DeepJSCC-Q: Channel Input Constrained Deep Joint Source-Channel Coding
This work addresses a practical deployment issue for wireless image transmission systems where hardware or protocol constraints exist, making it incremental by adapting prior methods to fixed input alphabets.
The paper tackles the problem of wireless image transmission under hardware constraints that limit channel inputs to fixed alphabets, such as digital constellations, by proposing DeepJSCC-Q, an end-to-end joint source-channel coding scheme. The result shows that DeepJSCC-Q achieves similar performance to continuous-valued input models and maintains graceful degradation in poor channel conditions.

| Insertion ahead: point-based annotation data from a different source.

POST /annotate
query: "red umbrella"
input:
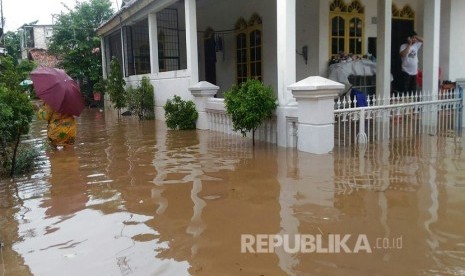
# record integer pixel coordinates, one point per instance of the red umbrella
(58, 90)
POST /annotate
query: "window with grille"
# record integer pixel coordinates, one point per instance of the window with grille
(168, 40)
(138, 50)
(249, 49)
(113, 49)
(346, 28)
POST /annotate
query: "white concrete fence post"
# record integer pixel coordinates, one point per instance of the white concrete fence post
(202, 91)
(461, 85)
(315, 100)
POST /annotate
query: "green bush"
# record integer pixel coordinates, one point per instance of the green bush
(141, 100)
(249, 104)
(115, 85)
(27, 158)
(180, 114)
(16, 112)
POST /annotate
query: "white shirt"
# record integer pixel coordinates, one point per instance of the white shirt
(410, 61)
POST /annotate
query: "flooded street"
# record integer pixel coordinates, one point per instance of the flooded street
(133, 198)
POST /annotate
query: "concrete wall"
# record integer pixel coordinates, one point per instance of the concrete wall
(221, 17)
(457, 42)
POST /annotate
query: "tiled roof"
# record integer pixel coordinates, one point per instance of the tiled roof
(43, 58)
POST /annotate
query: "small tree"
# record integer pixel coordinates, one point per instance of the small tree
(249, 104)
(180, 114)
(115, 85)
(16, 112)
(141, 99)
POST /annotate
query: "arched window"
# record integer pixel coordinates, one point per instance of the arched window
(346, 27)
(249, 49)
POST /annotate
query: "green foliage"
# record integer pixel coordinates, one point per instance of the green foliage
(16, 112)
(249, 104)
(76, 41)
(141, 99)
(9, 75)
(12, 45)
(180, 114)
(27, 158)
(115, 85)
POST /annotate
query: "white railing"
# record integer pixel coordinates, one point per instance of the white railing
(397, 117)
(220, 121)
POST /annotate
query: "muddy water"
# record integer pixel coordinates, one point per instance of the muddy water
(133, 198)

Recent works have shown that the task of wireless transmission of images can be learned with the use of machine learning techniques. Very promising results in end-to-end image quality, superior to popular digital schemes that utilize source and channel coding separation, have been demonstrated through the training of an autoencoder, with a non-trainable channel layer in the middle. However, these methods assume that any complex value can be transmitted over the channel, which can prevent the application of the algorithm in scenarios where the hardware or protocol can only admit certain sets of channel inputs, such as the use of a digital constellation. Herein, we propose DeepJSCC-Q, an end-to-end optimized joint source-channel coding scheme for wireless image transmission, which is able to operate with a fixed channel input alphabet. We show that DeepJSCC-Q can achieve similar performance to models that use continuous-valued channel input. Importantly, it preserves the graceful degradation of image quality observed in prior work when channel conditions worsen, making DeepJSCC-Q much more attractive for deployment in practical systems.